Un silence d’acier tranche ma pensée, mutile mon cerveau. Mes lèvres s’ouvrent, j’essaie de crier, de hurler mon désarroi, aucun son ne sort, cercueil fermé, tombe muette, le sang s’est retiré de mon être ; suis-je morte ? Rien qu’un vide abyssal, un blanc absolu. Plus aucun souffle, l’air me manque, mes oreilles bourdonnent. Aveugle, plus de repères, plus d’images. Blanc, blanc, le vide.
J’arrive enfin à déglutir, la salive coule dans ma gorge desséchée, un déclic derrière le tympan libère mon souffle, l’expiration est plus lente, ma respiration retrouve un rythme régulier. Mes lèvres s’entrouvrent, un soupir léger, presqu’inaudible sort de mon être, mes épaules retombent doucement dans un geste d’apaisement. Ma gorge se dénoue. Lentement, des images réapparaissent devant mes yeux, elles se succèdent dans un ordre qui semble vraisemblable. Je réalise enfin ce qui m’arrive, et m’entends murmurer des mots encore incompréhensibles, je force un peu ma voix, oui, des mots arrivent, se pressent à ma bouche, me libèrent…

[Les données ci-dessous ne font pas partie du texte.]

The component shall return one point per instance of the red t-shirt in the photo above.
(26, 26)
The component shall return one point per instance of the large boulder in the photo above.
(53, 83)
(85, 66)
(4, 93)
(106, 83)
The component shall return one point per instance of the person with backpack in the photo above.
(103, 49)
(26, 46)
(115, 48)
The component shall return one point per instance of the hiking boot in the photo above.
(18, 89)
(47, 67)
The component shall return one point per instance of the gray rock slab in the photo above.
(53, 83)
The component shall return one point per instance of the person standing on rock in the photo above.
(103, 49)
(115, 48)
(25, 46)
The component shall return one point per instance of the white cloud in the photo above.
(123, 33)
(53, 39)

Ma main tremble d’émotion, vite, noter, décrire, écrire ce qui m’inonde maintenant.
Le visage sinistre qui m’agressait se dilue sur la page blanche, l’encre dit ses yeux effrayés,
Le crayon trace seul son sourire inquiétant, le rictus devient signe sur le papier. Ses intentions s’étalent désormais en caractères précis, fourmis noires sur la blancheur du papier, je respire, je souffle mon corps se détend totalement.
Voilà ! Je suis libre !
Les mots ont effacé mon rêve.
Nita LP
Sa vie s’en est allée avec lui. Plus de raison d’exister, rien ne l’intéresse plus.

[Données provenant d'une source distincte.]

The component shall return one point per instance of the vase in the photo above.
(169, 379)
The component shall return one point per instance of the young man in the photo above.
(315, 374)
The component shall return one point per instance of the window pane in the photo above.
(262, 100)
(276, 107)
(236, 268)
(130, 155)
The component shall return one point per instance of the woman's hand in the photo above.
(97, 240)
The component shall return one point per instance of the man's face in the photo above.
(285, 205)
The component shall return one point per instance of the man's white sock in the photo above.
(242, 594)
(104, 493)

Elle a posé ses mains sur ses genoux, ses doigts se tordent et tentent de s’agripper, ils ne peuvent plus saisir que le vide. Vide son coeur, vide son esprit, ou alors embrumés, perdus dans le brouillard du non-être. De pâles souvenirs s’immiscent dans ce néant abstrait, des formes circulent qui lui rappellent des êtres chéris ; diaphanes fantômes, lémures à la dérive qui déambulent dans l’abysse muet qui lui tient lieu de présence. Son corps s’est recroquevillé, ses épaules sont tombées, semblant s’enfoncer dans la terre où elle aimerait tant le rejoindre. Son visage n’exprime plus qu’un néant informe, le regard a cessé de dire, les lèvres se sont affaissées, le sourire a disparu ; qu’importe, elle n’a plus rien à dire.
Le silence est tout ce qui l’habite. Disparus les mots avec lesquels elle aimait tant jouer, évanouies les idées qui la portaient, effondrés ses désirs de vie et d’amour. Mutisme Désespoir morbide. Silence de mort. Vide de l’âme. Le souffle l’a quittée. Son corps ne frissonne plus.
Un vagissement informe sort de sa gorge nouée, un soupir sourd s’échappe de sa poitrine. C’est tout la lourdeur du monde qui émane de sa chair.
Le gémissement se transforme en sanglot.
Enfin elle pleure !
La vie ressuscite dans ses larmes, la plainte coule sur ses joues, la mort ruisselle sur sa peau.
Un signe de vie, elle n’y croyait plus ! Un halètement saccadé sort de sa poitrine semblant libérer la chape de plomb qui l’empêchait de respirer.